Companies don’t unleash the potential of their employees, not because they don’t have the right skills, but because of underlying beliefs about people and potential. A systemic failure.
To be able to help others become great you have to start with the assumption that they have greatness within them.
We think of ourselves as unique rational actors.
Recent developments in the space of behavioural economics has shown this to rarely be the case.
When others fail we attribute it to their failings eg they were not smart enough or didn’t try hard enough. However this is rarely the case.
We are apes who employ heuristics (shortcuts) a significant amount of the time. Our slow thinking superpower is employed rarely in day to day activities.
Something that is obvious to us may not be obvious to others.
We filter the world according to our mental models. How do we understand our mental models?
Put yourself in different situations and see how it feels. From there you can decipher what your model is. Eg individuals have shown great courage in the armed forces in a new situation such as the boardroom would be disoriented.

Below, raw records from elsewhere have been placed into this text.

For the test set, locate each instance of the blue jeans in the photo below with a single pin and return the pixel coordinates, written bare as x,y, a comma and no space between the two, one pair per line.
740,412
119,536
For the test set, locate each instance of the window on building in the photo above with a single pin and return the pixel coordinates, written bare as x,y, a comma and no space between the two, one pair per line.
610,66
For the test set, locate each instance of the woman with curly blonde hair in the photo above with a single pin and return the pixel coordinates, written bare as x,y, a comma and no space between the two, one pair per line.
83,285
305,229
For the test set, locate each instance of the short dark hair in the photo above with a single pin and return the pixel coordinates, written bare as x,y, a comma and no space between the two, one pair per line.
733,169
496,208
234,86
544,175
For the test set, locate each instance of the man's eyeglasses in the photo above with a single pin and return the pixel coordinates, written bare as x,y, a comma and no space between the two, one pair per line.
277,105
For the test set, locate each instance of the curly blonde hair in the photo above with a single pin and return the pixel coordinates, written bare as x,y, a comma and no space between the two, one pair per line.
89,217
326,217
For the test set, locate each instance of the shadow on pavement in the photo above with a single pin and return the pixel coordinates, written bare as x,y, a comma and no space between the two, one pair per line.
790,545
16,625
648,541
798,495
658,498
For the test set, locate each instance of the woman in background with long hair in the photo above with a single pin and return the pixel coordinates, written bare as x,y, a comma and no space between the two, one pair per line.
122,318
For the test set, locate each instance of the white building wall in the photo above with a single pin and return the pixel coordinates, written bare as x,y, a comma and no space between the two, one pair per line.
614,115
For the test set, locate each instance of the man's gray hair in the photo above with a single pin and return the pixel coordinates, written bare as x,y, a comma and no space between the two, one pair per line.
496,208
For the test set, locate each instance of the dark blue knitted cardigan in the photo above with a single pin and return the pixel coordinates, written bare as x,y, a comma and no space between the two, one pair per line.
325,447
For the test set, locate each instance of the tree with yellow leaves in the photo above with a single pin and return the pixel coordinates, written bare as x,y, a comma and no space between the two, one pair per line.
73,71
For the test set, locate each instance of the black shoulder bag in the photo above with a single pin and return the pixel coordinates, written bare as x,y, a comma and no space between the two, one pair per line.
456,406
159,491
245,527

We operate within feelings.
Operate at the level of design – a goal of getting better. Design your workday as a series of experiments to figure out where your greatness lies. work becomes a place where you learn.
Experimentation makes you conscious in the moment. As you are forced to try different things and observe and record the results. Rather than fallback to default behaviour.
Confusion is indicative of the fact that you are having an experience that is different from what you expected.
Confusion tells you that your mental models are insufficient. Then you can ask yourself “I wonder what I actually expected?”
Brains work differently in different contexts.
It may not be your fault but it is your responsibility.
BSL Narrative – Bad, Stupid, Lazy
Seek to understand before you are understood. Ask questions to get to clarity. Can you help me understand? Trying to be introspective about your experience.
Most accusations are an act of confusion.
Managers are designers and clarifiers.
Management is viewed today as a control function, and a risk management function. So that all the stupid lazy employees don’t mess anything up.
Human beings (by and large) want:
- To do good work
- to feel valuable
- to have a sense of autonomy and mastery
How as a manager do you achieve goals while understanding that you are not dealing with a group of rational actors.
The foremost job of a manager is to focus on clarity – not control.
A manager achieves goals through the work of others.
For a team member to be maximally productive the manager needs to be crystal clear on these 3 things:
- Goals
- What are they
- How progress is measured
- What the measurement means
- Feedback / Diagnostic loop
- Most organisations do not make a clear statement of what the employee can expect as regards to the quality and frequency of feedback. and how it will be delivered.
- Without a feedback loop you can’t improve.
- Culture
- being specific about the behaviours that are accepted and punished within the organisation.
There are implied hire/fire authority in hierarchies.
There is a high price to pay for leaders to not answer the question of why they are doing certain things or certain decisions they have made.
What does good feedback look like
- Work out your confusion first – What does good look like. Get in sync with what is the standard.
- This is what I experienced. give transparency into your confusion
- What was your experience.
- Understand the difference between the standard agreed upon and what actually happened. How can that gap be addressed. Why did it happen.
Hiring is typically done “looking in the rear view mirror”, eg got to get someone in to do this job. A specification for the past. What would the job be in 9, 18 months? can a specification be written for the future state of the job.
Most human beings don’t know what they are good at.
People are bad at judging people’s fit for job roles. Worse than random.
If you hire someone you need to be by their side for an extended period of time.
Hiring a person is the easiest part. Managing is hard as it is an ongoing relationship. Getting to know each other. Are you in sync and understanding the same thing.
School doesn’t teach us how to think. School teaches us how to take tests.